Canadian Prime Minister Mark Carney gave a speech at the World Economic Forum in the Swiss city of Davos. We offer you its full text.
“It is a pleasure – and a duty – to be with you at this turning point for Canada and for the world.
Today I will speak about the rupture in the world order, the end of a beautiful story and the beginning of a brutal reality, where geopolitics among great powers is subject to no constraints.
But I also declare to you that other countries, especially middle powers like Canada, are not powerless. They have the capacity to build a new order that embodies our values, such as respect for human rights, sustainable development, solidarity, sovereignty and territorial integrity of states.
The strength of the weaker begins with honesty.
Every day we are reminded that we live in an era of great power rivalry. That the rules-based order is fading. That the strong do what they can and the weak suffer, which is normal.
This aphorism of Thucydides is presented as inevitable - the natural logic of international relations is reasserting itself. And faced with this logic, there is a strong tendency for countries to understand each other. To adapt. To... To avoid problems. Let's hope that following the rules will buy us safety.
So what are our options?
In 1978, the Czech dissident Vaclav Havel wrote an essay called "The Power of the Powerless." In it, he asked a simple question: how did the communist system survive?

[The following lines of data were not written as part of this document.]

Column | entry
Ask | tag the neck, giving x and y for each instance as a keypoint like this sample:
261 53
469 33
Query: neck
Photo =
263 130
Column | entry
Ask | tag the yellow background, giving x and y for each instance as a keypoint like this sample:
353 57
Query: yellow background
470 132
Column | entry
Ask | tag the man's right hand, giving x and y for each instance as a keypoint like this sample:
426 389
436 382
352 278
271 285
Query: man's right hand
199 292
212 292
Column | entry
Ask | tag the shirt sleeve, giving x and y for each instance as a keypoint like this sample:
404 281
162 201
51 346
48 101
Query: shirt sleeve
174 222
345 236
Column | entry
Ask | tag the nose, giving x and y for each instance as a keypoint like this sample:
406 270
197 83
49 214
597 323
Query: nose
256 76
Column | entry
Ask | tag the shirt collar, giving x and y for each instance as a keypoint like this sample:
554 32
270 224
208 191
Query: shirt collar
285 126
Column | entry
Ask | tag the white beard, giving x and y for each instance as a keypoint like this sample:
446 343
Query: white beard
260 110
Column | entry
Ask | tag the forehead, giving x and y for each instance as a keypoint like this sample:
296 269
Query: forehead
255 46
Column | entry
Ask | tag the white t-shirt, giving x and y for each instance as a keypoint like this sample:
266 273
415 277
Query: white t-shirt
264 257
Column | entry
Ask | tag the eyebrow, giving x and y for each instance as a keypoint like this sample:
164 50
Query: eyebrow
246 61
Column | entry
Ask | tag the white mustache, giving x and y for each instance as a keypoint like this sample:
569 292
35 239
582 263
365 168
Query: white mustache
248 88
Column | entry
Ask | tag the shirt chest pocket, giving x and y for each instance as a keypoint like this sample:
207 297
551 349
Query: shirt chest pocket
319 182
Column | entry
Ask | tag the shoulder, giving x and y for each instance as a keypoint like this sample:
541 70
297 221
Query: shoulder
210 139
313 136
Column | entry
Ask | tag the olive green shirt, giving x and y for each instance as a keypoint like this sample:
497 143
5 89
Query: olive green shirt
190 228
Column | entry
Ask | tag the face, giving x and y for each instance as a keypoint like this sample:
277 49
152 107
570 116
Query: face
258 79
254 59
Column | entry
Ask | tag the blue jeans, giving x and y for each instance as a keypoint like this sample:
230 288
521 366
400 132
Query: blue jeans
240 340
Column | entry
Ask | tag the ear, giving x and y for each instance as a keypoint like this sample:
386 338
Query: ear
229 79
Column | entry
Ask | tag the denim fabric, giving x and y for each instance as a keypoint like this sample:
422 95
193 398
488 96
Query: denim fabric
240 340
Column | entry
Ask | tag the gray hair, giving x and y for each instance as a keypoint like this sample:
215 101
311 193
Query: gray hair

His answer began with a greengrocer. Every morning, this owner would put a sign in his window: "Workers of the World, Unite!" He didn't believe it. No one did. But he put the sign up anyway - to avoid trouble, to show and make it clear that he was following the rules. And because every shopkeeper on every street did the same, the system continued to exist.
Not just through violence, but also through the participation of ordinary people in rituals that they secretly knew were false.
Havel called this “living a lie.” The power of the system comes not from its truth, but from everyone’s willingness to act as if it were true. And its fragility comes from the same source: when even one person stops acting – when the greengrocer takes down his sign – the illusion begins to crack.
It’s time for companies and states to take down their signs.
For decades, countries like Canada thrived on what we called a rules-based international order. We subscribed to its institutions, praised its principles, and benefited from its predictability. We could pursue a values-based foreign policy under its protection.
We knew that the story of the rules-based international order was partly false. That the strongest would get away with it when it suited them. That trade rules were applied asymmetrically. And that international law was applied with varying severity depending on the identity of the accused or the victim.
This fiction was useful, and American hegemony, in particular, helped provide public goods: open sea lanes, a stable financial system, collective security, and support for dispute resolution frameworks.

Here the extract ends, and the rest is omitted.